Adventures In Selling Experimental Video Art: An Interview With Undervolt & Co.

by Marina Galperina on November 25, 2014 Newswire

Single: Johnny Woods, Breakaway

About a year ago, artists Yoshi Sodeoka, Johnny Woods and Nicholas O’Brien launched Undervolt & Co., a video label like no other. They began to distribute collections of experimental video artworks created for their label, giving artists an alternative to the existing binary of models—dumping their work online for free or dreaming of that illusive, baller limited edition gallery sale. Their model offers their work to the public as low-priced downloads of well-curated, original, high-quality “albums” or video bundles, 20 to 60 minutes in length.

From a playlist of pulsating psychedelic geometry set to symphonic feedback to glitchy nightmares from Baltimore, the bodies of work represented by Undervolt & Co. are varied and fresh, each artwork’s visual and audio components intertwined.

Undervolt & Co. set out to fill a void in experimental video art representation with the help of the internet and a hope to someday grow into “a significant video archival institution.” They saw their dually experimental efforts actualized on and off line.

Art F City recently caught up with Johnny Woods and turns out they’re still not really sure what they’re doing, but it seems to be working out pretty well.

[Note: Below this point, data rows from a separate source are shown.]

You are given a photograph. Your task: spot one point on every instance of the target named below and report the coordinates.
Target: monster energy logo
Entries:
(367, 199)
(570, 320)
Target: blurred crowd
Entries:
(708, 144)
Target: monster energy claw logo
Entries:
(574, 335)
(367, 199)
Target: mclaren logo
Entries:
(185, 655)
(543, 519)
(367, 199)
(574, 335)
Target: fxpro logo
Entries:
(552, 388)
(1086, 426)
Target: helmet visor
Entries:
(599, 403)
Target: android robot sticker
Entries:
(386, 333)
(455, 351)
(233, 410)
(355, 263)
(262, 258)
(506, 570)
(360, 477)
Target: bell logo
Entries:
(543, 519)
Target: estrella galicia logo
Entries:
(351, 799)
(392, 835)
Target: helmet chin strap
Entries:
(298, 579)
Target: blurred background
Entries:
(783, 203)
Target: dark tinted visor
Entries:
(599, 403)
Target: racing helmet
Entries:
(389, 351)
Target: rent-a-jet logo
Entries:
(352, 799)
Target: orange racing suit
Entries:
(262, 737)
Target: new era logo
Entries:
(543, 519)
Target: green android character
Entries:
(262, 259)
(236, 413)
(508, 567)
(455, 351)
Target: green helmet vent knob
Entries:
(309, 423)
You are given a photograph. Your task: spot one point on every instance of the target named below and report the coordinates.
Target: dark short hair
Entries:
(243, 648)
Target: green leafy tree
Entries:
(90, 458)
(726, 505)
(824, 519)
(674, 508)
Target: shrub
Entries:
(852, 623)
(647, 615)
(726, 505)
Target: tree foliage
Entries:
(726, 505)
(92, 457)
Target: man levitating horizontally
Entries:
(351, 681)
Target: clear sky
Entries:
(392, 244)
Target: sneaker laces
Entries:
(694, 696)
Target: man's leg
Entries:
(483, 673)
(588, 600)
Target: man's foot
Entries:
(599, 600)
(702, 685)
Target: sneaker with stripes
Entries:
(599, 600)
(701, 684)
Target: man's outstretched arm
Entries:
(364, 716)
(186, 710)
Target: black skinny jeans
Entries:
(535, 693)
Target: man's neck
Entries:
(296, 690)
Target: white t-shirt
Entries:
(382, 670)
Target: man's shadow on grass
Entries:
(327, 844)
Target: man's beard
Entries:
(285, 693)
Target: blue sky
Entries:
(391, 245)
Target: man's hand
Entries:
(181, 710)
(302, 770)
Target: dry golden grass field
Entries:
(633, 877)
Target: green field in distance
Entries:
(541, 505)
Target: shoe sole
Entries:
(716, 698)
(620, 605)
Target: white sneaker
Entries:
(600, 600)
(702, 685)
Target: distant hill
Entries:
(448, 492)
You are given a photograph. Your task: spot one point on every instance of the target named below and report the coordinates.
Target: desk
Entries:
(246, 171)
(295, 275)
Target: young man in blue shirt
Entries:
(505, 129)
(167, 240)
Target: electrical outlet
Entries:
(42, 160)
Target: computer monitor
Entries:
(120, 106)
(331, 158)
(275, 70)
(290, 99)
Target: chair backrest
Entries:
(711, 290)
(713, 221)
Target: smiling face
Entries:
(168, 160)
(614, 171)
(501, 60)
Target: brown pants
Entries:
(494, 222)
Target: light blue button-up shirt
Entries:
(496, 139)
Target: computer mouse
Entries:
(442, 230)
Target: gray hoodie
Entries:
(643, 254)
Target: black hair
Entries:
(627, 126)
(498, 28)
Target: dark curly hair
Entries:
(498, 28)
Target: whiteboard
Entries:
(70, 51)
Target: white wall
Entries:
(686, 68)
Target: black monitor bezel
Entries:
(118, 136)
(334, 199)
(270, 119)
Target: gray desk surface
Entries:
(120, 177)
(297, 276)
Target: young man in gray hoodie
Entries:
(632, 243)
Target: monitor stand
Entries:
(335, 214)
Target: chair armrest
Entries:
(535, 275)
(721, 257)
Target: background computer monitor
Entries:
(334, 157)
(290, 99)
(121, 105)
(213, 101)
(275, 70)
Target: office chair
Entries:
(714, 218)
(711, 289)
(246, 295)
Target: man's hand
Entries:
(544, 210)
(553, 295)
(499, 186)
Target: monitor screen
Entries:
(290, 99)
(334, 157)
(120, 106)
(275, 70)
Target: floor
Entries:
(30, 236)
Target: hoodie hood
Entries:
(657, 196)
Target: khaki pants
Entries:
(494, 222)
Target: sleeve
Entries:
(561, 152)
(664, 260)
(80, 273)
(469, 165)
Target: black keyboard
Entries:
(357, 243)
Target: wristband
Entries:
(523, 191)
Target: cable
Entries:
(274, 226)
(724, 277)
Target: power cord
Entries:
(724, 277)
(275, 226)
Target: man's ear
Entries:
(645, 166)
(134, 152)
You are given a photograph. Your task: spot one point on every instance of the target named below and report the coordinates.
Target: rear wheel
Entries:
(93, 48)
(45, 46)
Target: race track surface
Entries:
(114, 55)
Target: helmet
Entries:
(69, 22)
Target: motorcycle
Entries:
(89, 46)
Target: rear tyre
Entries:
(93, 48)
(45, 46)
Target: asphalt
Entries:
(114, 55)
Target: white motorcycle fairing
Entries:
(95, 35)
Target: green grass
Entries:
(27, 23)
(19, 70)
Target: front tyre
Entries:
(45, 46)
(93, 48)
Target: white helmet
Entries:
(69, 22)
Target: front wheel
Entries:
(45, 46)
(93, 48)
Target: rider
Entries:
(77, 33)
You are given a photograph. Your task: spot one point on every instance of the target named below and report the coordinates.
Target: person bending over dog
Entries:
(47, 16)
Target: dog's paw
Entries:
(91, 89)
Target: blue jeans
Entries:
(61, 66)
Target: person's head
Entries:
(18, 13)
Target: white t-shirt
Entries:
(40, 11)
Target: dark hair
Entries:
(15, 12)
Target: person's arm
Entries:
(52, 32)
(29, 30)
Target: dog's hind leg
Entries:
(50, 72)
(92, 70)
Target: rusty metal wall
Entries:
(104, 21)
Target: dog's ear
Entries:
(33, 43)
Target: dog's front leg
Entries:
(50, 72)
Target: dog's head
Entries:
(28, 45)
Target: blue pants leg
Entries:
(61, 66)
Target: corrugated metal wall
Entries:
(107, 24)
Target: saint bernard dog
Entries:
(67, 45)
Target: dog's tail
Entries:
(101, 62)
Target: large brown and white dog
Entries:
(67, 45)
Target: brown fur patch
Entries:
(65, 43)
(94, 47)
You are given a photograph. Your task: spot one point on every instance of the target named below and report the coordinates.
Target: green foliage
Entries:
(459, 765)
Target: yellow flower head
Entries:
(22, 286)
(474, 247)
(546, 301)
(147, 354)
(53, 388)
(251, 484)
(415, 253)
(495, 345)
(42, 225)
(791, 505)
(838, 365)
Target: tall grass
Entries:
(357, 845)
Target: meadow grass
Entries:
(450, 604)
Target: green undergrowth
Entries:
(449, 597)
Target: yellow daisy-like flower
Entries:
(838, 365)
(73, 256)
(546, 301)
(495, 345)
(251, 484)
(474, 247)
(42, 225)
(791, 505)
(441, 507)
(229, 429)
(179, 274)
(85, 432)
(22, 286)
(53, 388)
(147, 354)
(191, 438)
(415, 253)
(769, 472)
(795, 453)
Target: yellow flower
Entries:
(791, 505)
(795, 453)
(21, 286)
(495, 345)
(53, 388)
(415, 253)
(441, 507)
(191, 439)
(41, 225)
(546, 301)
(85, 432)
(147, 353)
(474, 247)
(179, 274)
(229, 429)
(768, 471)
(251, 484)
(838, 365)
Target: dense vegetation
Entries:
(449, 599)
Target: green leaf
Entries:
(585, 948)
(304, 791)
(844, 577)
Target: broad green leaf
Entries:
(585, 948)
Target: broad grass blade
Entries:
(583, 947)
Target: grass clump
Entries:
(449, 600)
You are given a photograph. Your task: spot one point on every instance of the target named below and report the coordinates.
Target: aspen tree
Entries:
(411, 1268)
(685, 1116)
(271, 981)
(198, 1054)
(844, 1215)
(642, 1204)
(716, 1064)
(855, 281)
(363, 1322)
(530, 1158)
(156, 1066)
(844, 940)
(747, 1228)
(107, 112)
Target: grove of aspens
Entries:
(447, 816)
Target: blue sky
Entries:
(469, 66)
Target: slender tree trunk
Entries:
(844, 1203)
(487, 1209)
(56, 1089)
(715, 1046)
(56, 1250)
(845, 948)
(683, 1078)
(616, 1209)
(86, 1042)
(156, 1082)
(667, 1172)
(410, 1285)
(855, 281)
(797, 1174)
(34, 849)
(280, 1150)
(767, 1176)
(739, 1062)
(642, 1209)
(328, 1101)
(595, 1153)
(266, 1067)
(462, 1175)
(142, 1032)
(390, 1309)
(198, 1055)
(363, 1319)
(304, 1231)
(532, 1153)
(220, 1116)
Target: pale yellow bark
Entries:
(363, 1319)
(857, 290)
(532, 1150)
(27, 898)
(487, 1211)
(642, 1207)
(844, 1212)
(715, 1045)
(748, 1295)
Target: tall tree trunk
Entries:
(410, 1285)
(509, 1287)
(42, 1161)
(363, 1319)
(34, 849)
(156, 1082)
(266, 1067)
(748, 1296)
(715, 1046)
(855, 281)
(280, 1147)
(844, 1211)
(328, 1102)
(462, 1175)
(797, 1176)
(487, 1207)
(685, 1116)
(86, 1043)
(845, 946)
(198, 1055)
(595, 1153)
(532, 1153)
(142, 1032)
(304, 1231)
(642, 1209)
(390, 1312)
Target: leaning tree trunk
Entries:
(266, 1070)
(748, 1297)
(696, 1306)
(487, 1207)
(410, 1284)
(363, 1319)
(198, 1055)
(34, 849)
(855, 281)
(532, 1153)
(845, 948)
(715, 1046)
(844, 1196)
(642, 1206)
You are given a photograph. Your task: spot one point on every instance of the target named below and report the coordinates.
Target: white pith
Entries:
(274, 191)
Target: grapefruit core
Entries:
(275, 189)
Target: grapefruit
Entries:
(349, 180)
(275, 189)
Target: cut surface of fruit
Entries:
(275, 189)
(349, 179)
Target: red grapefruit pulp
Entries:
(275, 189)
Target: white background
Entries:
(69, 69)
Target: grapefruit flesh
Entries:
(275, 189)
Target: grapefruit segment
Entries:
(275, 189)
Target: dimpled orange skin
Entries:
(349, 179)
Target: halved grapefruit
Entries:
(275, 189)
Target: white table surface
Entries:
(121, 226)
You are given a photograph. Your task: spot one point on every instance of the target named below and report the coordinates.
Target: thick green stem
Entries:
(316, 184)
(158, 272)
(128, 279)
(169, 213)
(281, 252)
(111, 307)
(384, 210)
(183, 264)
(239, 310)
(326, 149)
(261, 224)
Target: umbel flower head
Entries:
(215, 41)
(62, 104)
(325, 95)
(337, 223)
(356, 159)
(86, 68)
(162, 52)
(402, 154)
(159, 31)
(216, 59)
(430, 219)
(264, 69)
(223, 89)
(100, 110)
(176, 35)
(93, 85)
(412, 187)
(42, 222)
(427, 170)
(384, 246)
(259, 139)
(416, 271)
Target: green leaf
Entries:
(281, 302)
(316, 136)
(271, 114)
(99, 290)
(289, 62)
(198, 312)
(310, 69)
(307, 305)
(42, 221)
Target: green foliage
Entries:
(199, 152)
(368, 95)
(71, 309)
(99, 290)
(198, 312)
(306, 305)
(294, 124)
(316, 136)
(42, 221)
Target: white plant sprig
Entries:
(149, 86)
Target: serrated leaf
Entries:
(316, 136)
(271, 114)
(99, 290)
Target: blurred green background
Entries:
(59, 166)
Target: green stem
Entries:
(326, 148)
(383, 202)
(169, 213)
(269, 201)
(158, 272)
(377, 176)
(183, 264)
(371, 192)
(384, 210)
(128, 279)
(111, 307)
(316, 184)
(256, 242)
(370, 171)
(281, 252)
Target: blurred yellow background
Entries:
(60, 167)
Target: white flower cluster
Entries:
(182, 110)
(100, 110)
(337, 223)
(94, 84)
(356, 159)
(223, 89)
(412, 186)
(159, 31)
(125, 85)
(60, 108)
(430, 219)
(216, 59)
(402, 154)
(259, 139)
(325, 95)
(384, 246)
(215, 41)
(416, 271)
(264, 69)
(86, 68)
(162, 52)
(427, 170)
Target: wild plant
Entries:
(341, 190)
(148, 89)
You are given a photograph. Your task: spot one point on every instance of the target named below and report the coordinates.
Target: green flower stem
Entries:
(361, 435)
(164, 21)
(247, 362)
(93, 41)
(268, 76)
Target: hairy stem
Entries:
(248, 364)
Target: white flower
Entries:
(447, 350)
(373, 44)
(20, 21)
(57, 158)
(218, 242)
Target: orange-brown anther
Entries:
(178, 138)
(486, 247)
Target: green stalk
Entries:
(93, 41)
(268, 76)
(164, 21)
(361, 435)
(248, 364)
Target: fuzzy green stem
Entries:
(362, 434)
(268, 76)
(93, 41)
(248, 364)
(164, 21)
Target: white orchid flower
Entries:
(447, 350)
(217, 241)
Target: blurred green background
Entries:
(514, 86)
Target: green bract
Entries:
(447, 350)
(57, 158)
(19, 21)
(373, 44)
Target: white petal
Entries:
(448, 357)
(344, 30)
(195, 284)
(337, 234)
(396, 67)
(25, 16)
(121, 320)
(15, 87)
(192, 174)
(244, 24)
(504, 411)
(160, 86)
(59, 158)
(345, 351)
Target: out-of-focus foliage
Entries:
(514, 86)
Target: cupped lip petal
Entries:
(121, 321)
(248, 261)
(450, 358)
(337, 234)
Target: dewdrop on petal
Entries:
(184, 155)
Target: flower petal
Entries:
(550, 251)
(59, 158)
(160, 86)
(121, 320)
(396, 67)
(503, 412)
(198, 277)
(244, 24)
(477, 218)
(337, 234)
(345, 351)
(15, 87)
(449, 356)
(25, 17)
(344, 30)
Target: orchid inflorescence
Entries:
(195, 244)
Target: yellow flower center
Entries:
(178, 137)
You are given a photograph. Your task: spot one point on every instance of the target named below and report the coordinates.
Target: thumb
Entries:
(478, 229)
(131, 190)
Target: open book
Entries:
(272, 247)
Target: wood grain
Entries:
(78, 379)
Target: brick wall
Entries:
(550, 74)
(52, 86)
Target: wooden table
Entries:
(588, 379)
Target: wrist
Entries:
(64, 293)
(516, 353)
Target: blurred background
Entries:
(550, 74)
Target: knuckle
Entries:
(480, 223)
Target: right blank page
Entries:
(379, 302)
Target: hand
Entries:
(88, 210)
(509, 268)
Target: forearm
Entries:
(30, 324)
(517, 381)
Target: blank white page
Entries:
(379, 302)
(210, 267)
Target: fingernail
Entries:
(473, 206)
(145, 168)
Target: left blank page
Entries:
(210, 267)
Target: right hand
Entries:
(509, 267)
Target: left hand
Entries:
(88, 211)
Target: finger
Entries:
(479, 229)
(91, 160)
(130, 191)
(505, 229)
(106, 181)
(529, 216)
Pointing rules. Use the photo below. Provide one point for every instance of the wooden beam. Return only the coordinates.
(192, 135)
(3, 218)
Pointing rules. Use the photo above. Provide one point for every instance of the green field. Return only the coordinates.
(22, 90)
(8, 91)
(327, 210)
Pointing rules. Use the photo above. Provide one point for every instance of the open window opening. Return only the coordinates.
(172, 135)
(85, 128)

Why did you conceive Undervolt?

Originally, the idea was to create a format for longer experimental video works or collections of work. These tend not to work so well with streaming sites. We also wanted to find a way to add value to these more substantial projects, which we refer to as “albums”. They are typically 20-60 minutes in length. If this were ten years ago, we would just be releasing DVDs, but in the relative demise of that format we felt we needed something else to help disseminate these more substantive works.

How many releases have you done now that it’s been almost a year since your launch?

We currently have ten album titles available. In addition to the albums, we’ve started releasing “singles” which are shorter, individual videos that don’t necessarily fit into a larger body of work and can be a nice introduction to some of the artists we plan to do albums with in the future.

Single: Adam Ferriss, Moss Merseles’ Melodie. Working entirely with code, Adam Ferriss constructs surprisingly organic digital worlds. Building upon his webGL experiments and spectacular still images, Moss Merseles’ Melodie takes the viewer on a ride through cascading feedback.

What have you learned about digital and video art distribution through this experience?

I think the biggest thing I’ve learned is that nobody really knows how any of it works yet! We try different things and see if they work. Sometimes they do, sometimes they don’t, but we are very open to the fact that we do not know how distribution will work in our post-internet age. It’s exciting to see what people are trying, and taking little bits from different strategies to see if they work for us.

How do you curate your roster? What sort of work do you represent as far as its sensibilities, forms and unique qualities?

Our number one criteria is work that shows commitment. Part of our mission is to create an archive of work that can last, and we like to encourage our artists to take their time and make something substantive. For better or worse, the nature of the internet forces a sort of disposable way of thinking: artists feel pressured to keep their Tumblrs and Vimeos full of content. There’s absolutely nothing wrong with that, but we are trying to find a space on the internet for another way of thinking about content. I guess the most important thing for us is that the artist has the focus and practice to create such a work.

Album (trailer): Peter Burr’s SPECIAL EFFECT explores “The Zone”, a space from Tarkovsky’s film Stalker, in which our rules of physics are suspended. This environment is traversed through a hypnotizing blend of live action and various animation styles. 

I think a lot of our artists are pretty different. We have some releases that use found footage, some that are completely abstract, some using CGI and other animation forms, some that have a narrative structure, and some that are completely free-form. We do look for a strong audio-visual connection, however.

Where have these pieces ended up offsite?

One of the biggest surprises this first year was seeing how important events and screenings could be for the label. I don’t think we were really expecting that to be as successful as it has been. Just in the last year we have done events in Croatia, Portugal, Pittsburgh, Los Angeles, Brooklyn, Portland, San Francisco, and Baltimore. In Pittsburgh, we were asked to be a part of the VIA Festival, which was especially wonderful since they were able to bring a number of our artists out to do live performances. Those artists had never met before, and it was a really amazing experience. At the end of the day, we are trying to help promote our artists and encourage their practice, so these sort of events are just wonderful to be a part of.

Album track: Sabrina Ratté, Littoral Zones. One of four videos in the collection which explore the visual and sonic relationship between modular synthesis and simulated space.

What are you planning next?

We have a couple big things coming up, but unfortunately I can’t talk about them quite yet. I can generally say that we will have probably between 7-10 album releases in 2015, a lot of events, and more releases with physical elements. [Undervolt will be screening experimental videos from their artist in the First Look 2015 film series at the Moving Image Museum.]

For Sabrina Ratté’s album [the last album Undervolt released], we had a limited edition poster option that people really enjoyed, and that was our first time doing something like that. Generally speaking, we are very content to take our time and let things evolve organically. We learned a lot in this last year, and will continue to do so as we move forward.